Elevated concentrations of Radium-226 have been detected throughout the 125-acre mine permit boundary and contiguous surface areas. Exposure to high levels of Radium-226 over a long period of time may result in harmful effects including anemia, cataracts, fractured teeth, cancer (especially bone cancer), and death. Exposure to high levels of uranium can cause kidney disease.

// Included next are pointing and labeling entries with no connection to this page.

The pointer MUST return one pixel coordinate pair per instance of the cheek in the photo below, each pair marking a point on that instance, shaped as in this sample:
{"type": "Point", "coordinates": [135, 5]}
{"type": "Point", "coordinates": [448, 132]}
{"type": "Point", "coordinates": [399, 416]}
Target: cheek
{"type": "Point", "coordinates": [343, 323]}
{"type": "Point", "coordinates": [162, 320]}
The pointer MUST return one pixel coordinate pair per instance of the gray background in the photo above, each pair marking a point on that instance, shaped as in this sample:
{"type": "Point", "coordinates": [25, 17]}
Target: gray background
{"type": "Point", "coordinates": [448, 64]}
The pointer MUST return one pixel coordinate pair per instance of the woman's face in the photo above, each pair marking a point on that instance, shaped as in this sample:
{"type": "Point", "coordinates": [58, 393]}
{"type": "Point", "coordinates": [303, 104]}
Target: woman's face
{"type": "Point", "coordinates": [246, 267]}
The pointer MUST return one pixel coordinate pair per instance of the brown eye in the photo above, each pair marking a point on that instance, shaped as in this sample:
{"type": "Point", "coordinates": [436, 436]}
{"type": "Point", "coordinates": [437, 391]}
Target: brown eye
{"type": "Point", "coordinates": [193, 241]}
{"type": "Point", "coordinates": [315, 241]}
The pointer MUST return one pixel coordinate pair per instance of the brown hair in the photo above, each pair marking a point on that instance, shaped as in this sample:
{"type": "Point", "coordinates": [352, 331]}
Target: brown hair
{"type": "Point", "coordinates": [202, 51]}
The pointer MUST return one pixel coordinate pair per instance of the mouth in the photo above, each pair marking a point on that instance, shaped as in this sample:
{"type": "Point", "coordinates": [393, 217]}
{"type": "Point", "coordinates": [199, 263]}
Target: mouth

In 1983, the privately owned site, owned by UNC, was designated a Superfund site by the U.S. Environmental Protection Agency, who detected elevated radium and uranium contamination in 14 areas on and off-site, and beyond the permit boundary. The CDC warned locals not to drink water from the river, and to avoid its banks during windstorms, when radioactive particles might be more easily inhaled. The CDC emphasized that while radiation levels detected in local animals did not exceed New Mexico standards, caution should be exercised as “the health risks of low doses of radiation” were “not completely understood.” Contamination had exceeded low dosage levels in local animals. One veterinarian told a documentary crew from Eleventh Hour Films that abnormal radiation levels had been found in the tissues of goats and sheep that were drinking Rio Puerco water.